Limitations & Future Work¶
- Validated only on action anticipation: Whether the MoE-based A matrix approach generalizes to other Mamba applications such as video understanding and language modeling remains to be verified.
- Hard-selection routing: argmax introduces non-differentiability; training relies on gradient flow through the softmax probabilities of the routing vector. Soft MoE variants may yield different behavior.
- Fixed number of experts: All MixMamba layers use the same number of experts; adaptive expert counts may be more effective.
- Simple router design: Only mean pooling and linear projection are used; more sophisticated routing strategies (e.g., attention-based routing) may further improve performance.

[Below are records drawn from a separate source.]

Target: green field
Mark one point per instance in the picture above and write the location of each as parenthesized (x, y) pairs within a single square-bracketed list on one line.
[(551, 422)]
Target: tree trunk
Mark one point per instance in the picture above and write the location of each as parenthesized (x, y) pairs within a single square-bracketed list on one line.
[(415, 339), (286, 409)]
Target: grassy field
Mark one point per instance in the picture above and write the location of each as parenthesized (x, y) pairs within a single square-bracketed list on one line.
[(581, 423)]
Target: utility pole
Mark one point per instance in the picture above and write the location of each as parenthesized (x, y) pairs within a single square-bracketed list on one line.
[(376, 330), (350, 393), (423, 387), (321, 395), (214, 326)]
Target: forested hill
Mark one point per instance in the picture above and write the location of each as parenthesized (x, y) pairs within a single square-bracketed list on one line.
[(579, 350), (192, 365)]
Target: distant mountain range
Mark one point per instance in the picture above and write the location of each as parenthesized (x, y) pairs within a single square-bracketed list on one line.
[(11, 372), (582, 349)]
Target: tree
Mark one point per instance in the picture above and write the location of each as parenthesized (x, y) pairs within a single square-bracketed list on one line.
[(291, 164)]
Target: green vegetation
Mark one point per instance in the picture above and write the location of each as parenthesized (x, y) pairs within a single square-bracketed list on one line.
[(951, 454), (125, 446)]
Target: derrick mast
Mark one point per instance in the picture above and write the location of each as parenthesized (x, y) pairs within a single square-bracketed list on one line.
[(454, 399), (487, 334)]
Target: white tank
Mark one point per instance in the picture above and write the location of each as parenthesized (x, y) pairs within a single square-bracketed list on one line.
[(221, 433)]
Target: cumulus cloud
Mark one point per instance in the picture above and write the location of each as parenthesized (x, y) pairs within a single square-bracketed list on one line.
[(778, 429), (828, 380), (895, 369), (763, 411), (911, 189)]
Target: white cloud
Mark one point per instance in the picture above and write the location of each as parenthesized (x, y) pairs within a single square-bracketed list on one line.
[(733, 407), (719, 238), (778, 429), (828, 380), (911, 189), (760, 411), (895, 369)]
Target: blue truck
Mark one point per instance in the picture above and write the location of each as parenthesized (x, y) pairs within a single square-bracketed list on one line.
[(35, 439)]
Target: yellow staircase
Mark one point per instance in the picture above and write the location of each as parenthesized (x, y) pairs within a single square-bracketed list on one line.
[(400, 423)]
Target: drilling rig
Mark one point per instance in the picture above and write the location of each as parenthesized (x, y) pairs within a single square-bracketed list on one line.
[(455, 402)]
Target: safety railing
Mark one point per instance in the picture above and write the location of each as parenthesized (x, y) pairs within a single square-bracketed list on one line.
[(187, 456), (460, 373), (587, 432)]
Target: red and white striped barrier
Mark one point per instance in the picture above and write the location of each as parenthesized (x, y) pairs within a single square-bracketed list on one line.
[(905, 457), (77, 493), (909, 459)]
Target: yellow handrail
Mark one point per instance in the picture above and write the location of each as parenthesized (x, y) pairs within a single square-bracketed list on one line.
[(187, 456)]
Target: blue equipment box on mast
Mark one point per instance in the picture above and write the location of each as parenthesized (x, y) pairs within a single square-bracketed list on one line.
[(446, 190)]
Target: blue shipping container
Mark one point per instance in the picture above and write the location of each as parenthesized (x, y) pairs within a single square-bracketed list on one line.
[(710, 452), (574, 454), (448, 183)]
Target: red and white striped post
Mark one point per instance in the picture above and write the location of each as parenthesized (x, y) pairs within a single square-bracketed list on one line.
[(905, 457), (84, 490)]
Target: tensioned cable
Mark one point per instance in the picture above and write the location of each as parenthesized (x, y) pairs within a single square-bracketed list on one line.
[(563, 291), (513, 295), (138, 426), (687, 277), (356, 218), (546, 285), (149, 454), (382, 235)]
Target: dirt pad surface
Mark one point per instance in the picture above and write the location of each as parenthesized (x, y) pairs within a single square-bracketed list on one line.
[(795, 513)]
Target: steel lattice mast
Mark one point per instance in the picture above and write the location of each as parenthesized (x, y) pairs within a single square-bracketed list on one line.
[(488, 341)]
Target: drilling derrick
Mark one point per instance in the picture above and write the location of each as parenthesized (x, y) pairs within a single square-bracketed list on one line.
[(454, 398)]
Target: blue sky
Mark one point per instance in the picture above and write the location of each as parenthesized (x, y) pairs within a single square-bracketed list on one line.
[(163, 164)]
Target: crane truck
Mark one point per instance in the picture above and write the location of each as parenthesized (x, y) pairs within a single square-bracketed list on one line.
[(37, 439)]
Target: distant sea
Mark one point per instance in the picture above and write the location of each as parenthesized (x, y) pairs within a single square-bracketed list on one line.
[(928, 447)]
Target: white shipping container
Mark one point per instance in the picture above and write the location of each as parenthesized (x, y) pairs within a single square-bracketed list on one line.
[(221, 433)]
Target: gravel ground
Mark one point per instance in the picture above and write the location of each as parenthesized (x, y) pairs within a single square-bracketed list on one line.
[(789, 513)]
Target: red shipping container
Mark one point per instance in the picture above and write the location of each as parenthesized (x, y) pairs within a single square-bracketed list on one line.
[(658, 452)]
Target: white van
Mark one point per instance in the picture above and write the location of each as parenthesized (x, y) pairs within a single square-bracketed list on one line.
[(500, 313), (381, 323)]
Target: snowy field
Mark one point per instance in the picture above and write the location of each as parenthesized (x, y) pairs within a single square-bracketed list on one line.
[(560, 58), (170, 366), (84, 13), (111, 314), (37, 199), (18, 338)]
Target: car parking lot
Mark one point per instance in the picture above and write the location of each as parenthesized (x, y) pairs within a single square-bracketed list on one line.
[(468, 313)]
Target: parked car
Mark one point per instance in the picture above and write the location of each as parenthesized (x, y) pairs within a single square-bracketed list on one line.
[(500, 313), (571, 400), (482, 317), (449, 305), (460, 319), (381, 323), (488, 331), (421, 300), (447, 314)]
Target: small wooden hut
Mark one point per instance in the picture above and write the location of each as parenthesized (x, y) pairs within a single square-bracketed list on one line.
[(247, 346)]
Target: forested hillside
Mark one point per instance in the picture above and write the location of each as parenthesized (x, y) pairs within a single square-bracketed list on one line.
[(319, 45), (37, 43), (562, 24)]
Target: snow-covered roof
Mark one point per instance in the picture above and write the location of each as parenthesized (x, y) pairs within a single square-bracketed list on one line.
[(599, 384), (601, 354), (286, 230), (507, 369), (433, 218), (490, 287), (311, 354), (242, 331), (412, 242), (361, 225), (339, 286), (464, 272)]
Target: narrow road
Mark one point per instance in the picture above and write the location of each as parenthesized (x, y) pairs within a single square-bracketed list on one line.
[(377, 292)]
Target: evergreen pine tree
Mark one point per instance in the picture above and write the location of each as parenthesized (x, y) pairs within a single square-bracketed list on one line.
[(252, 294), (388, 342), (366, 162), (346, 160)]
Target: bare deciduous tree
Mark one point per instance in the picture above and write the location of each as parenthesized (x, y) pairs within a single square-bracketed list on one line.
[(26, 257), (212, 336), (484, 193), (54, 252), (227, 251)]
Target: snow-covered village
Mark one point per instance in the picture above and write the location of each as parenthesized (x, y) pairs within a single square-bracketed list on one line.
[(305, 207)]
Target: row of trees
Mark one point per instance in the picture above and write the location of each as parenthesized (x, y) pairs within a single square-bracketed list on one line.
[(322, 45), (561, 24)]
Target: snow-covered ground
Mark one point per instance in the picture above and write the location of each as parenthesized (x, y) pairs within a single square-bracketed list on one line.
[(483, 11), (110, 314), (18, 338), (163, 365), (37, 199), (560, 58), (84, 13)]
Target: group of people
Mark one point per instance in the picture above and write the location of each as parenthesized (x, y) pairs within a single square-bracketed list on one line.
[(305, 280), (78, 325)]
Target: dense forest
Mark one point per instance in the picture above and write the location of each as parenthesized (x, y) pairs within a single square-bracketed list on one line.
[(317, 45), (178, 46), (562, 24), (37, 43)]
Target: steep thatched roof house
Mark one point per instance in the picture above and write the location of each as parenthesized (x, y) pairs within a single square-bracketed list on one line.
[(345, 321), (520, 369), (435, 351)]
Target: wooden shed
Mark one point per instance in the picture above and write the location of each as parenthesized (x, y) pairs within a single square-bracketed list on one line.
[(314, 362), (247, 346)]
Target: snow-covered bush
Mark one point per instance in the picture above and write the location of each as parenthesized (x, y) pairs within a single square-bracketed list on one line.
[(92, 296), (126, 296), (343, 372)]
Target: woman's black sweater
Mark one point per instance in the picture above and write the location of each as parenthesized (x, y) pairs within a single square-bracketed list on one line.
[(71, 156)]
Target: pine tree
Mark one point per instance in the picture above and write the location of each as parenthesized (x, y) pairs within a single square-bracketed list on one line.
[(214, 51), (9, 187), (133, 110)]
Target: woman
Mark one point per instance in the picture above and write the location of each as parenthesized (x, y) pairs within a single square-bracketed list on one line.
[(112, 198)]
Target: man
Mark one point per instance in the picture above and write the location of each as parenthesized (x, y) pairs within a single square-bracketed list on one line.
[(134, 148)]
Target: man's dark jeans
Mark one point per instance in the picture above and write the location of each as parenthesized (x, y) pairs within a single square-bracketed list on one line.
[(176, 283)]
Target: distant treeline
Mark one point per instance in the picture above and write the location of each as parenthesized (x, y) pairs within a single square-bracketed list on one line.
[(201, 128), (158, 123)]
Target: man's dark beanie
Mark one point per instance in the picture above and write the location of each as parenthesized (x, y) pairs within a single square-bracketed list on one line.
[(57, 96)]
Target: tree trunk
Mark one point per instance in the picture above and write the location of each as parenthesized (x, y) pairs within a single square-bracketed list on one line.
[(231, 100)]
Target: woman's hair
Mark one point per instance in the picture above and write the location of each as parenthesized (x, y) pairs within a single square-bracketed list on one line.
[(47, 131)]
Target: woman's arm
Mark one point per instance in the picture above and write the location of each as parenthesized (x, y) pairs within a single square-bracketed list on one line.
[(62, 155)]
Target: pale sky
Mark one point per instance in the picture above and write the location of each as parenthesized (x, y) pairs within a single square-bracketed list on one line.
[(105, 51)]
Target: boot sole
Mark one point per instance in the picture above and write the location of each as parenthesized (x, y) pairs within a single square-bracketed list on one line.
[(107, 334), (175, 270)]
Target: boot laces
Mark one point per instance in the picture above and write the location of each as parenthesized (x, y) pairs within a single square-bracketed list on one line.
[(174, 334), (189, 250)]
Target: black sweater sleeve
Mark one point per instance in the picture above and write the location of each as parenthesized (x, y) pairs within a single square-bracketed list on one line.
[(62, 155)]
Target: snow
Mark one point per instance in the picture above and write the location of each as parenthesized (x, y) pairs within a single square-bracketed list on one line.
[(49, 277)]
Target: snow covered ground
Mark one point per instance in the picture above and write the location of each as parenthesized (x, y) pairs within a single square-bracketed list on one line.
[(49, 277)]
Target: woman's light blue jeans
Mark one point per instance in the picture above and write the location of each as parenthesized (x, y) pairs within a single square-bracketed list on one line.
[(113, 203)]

- Overhead from the diffusion framework: While the primary contribution lies in the MixMamba layer, the overall method relies on 25-step DDIM sampling and diffusion training, which remains computationally expensive.
Related Work & Insights¶
- MANTA demonstrated that Mamba outperforms Transformers and convolutional architectures for dense action anticipation; this work builds on that foundation by identifying and addressing the limitation of the A matrix.
- BlackMamba and MoE-Mamba apply MoE to the MLP layers of Mamba; this paper is the first to introduce MoE into the A matrix itself.
- The SSD framework in Mamba-2, which employs structured matrix constraints, offers an alternative perspective worth comparing against the proposed approach.
Rating¶
- Novelty: ⭐⭐⭐⭐⭐ — First to propose a mixture-of-experts approach for the A matrix; problem identification is precise and the solution is concise and elegant.
- Experimental Thoroughness: ⭐⭐⭐⭐ — Comprehensive evaluation on three datasets with multi-dimensional ablations (expert count, static block count, routing configuration, load balancing) and expert selection visualization.
- Writing Quality: ⭐⭐⭐⭐ — Problem motivation is clearly articulated; the entry point via Mamba's parameter input-dependence is natural and well-structured.
- Value: ⭐⭐⭐⭐ — The proposed improvement to the Mamba architecture has broad applicability beyond action anticipation.